Grandma Molly also believed in the traditional values of preparing every meal at home and eating as a family. Her family did have one indulgence: eating out at Nathan’s. But what can I say, my grandmother was “Brooklyn” through and through. And because she made sure that her family was so nutritionally fortified, the occasional Nathan’s hot dog and fries did not diminish any of them one bit. This is a perfect demonstration of 2 concepts I try to teach all of my clients:

  1. The 80/20 rule: if your diet is clean 80% of the time, you can indulge 20% of the time.
  2. Don’t indulge unless you can do so with joy. Eating junkfood out of depression, guilt, self-flagellation or desperation will negatively affect your health. Eating junkfood in joy like at celebrations or special occasions will not negatively affect your health at all.
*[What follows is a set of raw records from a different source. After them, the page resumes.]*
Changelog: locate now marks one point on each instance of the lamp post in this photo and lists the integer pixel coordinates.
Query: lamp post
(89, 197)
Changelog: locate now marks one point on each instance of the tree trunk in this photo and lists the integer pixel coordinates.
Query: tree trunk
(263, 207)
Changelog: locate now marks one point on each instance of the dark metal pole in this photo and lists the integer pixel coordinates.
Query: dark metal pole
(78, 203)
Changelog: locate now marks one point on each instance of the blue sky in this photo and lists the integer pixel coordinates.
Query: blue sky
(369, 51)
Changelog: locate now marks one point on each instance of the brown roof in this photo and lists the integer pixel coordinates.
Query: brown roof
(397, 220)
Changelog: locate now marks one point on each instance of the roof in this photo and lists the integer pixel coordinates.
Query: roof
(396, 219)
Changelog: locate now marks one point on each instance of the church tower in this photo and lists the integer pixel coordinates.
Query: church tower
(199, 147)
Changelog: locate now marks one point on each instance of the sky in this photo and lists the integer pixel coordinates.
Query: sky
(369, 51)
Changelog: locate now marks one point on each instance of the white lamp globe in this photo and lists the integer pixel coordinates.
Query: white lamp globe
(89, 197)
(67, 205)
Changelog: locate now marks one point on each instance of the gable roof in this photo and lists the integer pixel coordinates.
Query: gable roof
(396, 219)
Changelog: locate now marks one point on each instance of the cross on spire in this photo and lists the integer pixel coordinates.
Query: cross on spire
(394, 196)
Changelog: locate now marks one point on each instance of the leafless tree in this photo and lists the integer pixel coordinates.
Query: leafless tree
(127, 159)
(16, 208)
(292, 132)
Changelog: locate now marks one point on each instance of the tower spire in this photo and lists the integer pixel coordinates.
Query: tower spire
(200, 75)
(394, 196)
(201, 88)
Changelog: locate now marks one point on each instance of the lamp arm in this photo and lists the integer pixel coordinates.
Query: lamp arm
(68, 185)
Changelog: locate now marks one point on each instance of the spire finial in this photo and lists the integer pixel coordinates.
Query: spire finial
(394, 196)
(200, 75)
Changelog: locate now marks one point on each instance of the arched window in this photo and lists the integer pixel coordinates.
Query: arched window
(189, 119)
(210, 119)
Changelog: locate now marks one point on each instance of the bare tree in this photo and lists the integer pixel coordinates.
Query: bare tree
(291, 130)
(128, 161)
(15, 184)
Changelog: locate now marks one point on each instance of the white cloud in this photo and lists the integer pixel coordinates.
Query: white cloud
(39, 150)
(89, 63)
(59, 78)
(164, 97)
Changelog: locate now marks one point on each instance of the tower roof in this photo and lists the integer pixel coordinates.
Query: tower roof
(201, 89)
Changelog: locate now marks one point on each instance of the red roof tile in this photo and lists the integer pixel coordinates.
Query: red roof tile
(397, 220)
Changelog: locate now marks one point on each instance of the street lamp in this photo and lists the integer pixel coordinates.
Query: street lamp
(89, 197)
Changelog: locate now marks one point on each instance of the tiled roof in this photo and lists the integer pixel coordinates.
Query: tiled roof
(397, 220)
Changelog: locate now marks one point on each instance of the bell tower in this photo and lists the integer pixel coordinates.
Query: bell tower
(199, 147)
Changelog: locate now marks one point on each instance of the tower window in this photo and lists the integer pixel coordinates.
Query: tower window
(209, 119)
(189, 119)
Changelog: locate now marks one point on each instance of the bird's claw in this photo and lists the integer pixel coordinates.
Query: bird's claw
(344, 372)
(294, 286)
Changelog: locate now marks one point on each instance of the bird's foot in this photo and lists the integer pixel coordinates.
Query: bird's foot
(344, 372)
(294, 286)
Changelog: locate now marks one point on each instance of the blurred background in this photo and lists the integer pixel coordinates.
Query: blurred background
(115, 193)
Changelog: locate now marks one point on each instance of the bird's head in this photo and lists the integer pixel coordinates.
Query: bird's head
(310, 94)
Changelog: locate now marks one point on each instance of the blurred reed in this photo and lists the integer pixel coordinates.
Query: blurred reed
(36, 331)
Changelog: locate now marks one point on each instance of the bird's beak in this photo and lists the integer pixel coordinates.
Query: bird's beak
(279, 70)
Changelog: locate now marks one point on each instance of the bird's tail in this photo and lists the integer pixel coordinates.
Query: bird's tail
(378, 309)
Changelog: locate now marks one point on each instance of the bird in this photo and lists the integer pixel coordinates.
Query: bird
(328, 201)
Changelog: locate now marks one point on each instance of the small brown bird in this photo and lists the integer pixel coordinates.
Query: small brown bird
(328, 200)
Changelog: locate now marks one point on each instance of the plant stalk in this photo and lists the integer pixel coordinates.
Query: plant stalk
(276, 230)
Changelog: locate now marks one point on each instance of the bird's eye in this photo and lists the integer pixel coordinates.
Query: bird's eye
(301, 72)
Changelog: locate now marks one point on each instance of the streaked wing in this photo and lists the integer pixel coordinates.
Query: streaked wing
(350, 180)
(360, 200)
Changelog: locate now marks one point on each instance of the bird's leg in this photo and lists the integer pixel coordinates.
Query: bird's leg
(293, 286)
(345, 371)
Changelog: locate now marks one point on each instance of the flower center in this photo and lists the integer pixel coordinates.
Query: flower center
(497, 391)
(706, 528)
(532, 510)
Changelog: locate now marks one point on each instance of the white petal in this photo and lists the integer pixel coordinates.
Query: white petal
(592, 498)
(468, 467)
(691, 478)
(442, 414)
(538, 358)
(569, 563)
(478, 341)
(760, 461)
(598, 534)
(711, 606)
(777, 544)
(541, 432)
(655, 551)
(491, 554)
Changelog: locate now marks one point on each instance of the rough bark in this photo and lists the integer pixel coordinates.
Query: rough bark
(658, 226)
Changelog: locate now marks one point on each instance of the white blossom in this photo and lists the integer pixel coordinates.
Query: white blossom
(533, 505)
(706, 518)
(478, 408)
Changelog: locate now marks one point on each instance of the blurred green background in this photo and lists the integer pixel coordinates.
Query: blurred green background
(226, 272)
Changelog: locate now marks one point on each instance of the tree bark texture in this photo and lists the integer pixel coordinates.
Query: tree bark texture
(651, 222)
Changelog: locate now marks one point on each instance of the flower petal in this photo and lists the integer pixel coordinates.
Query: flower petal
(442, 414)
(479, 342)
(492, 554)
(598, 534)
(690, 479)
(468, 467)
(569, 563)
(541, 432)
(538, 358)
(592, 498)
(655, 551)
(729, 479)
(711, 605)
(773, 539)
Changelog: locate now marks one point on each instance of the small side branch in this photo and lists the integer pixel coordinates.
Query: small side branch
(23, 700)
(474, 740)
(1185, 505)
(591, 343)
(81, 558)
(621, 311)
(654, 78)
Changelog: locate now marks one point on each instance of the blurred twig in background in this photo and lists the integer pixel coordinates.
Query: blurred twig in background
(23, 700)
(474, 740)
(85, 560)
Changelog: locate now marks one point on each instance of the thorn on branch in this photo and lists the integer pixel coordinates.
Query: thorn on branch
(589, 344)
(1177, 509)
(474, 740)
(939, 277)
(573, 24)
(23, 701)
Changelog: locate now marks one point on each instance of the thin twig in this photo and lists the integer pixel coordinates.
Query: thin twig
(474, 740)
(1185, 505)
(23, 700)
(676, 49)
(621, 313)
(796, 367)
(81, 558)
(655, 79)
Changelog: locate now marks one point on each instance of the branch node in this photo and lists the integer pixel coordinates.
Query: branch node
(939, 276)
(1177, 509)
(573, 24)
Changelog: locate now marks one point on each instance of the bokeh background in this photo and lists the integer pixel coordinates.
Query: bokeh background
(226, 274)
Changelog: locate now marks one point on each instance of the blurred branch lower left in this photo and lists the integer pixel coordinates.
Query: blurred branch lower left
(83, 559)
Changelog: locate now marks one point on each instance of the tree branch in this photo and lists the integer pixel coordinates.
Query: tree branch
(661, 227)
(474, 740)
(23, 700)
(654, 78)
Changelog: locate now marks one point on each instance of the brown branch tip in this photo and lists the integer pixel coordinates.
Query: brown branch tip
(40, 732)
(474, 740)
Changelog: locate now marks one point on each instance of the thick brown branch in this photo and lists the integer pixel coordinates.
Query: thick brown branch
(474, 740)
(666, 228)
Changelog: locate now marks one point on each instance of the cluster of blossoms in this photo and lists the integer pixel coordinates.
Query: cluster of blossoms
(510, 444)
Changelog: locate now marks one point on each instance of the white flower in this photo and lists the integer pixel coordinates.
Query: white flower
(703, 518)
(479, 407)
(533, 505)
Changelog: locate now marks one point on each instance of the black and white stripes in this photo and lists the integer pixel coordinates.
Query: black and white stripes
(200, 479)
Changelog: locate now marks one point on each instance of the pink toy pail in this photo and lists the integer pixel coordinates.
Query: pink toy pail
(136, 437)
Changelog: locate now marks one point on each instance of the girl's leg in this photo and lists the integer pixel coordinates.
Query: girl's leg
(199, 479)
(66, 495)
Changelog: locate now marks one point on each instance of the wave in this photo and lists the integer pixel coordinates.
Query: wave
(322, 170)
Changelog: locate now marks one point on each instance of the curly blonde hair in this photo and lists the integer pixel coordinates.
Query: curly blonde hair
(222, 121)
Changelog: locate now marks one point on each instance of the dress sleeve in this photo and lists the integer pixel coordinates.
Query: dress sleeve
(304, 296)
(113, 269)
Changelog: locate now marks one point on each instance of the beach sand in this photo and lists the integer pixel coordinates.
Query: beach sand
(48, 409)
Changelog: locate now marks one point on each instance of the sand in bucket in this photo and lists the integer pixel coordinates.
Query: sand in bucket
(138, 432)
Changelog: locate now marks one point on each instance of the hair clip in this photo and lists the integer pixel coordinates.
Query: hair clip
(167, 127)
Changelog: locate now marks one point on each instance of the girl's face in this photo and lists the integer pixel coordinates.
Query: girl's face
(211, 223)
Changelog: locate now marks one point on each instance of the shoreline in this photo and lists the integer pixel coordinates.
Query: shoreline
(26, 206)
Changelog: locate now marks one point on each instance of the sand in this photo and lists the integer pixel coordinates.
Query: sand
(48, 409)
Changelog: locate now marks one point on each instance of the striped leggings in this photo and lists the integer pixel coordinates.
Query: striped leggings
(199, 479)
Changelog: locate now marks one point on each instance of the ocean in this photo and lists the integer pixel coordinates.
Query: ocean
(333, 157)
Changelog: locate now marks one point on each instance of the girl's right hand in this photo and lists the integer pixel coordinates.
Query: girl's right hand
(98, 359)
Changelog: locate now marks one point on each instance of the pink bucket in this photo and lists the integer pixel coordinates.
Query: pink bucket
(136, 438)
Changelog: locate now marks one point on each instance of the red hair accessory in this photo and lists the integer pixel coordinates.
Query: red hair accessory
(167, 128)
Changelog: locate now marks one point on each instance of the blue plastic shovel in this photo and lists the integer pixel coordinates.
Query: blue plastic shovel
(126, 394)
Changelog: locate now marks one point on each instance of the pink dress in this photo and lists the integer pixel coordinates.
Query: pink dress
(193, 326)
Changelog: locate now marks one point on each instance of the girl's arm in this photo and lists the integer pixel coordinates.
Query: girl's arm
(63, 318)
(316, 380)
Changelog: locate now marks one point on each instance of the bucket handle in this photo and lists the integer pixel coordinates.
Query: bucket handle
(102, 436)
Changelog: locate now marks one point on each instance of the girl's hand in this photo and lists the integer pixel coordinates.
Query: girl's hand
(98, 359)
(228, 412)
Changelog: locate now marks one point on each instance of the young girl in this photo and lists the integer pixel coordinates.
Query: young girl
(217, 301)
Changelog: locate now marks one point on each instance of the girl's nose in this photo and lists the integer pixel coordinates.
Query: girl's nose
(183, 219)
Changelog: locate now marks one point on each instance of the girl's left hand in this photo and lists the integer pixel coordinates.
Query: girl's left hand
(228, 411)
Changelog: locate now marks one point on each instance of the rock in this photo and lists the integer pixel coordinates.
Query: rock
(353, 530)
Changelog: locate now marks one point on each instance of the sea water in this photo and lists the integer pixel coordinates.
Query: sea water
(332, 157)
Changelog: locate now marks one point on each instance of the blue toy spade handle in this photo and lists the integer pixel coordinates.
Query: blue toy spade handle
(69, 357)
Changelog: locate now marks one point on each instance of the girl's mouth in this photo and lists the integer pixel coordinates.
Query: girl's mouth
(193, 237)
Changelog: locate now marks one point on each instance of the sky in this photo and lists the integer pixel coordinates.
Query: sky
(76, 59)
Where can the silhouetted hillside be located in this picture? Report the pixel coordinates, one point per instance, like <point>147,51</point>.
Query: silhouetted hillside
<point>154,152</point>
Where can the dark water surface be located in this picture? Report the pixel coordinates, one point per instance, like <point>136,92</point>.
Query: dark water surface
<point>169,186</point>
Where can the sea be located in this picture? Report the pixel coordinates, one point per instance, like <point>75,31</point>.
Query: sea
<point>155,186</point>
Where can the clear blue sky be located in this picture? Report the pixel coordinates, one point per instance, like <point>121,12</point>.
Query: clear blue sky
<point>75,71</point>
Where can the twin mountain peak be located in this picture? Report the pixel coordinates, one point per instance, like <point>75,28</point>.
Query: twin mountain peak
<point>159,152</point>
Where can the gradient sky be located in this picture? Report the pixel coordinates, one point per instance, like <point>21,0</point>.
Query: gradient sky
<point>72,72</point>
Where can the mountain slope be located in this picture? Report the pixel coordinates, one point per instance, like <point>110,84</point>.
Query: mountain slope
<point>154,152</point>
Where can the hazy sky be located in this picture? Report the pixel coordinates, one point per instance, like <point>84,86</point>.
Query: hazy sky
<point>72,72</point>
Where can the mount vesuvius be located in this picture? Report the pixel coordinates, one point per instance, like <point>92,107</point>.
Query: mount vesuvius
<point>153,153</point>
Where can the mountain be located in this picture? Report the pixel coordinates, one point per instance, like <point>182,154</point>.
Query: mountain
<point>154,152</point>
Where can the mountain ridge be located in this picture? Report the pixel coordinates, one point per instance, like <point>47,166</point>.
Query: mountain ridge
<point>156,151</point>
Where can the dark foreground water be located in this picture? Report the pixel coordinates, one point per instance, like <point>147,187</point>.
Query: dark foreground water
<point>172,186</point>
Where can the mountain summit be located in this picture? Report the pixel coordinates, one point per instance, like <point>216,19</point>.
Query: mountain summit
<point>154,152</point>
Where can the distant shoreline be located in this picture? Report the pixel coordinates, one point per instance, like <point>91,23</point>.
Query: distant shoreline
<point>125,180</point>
Leaving her funeral and going to pay the first shiva call (the traditional period of grieving in Judaism), I definitely felt the sadness of this great loss. I realized how hungry I was and went into my bag to get my snack: grass-fed beef chorizo sausage and onions cooked in coconut oil and a peach, all organic, local and seasonal from the Union Square Farmer’s market. As I reached back into my bag for the 7 vitamins that I take at every meal, I felt an etheric smile come over my body. I know it was her. I instantly felt that my work is the continuation of Grandma Molly’s legacy and moreover, that my spirit is the continuation of hers. You see, I always bring organic food, bottled water and vitamins with me everywhere I go. And everyone absolutely thinks I’m crazy. And I absolutely don’t care.

Thank you Grandma Molly, from the bottom of my heart.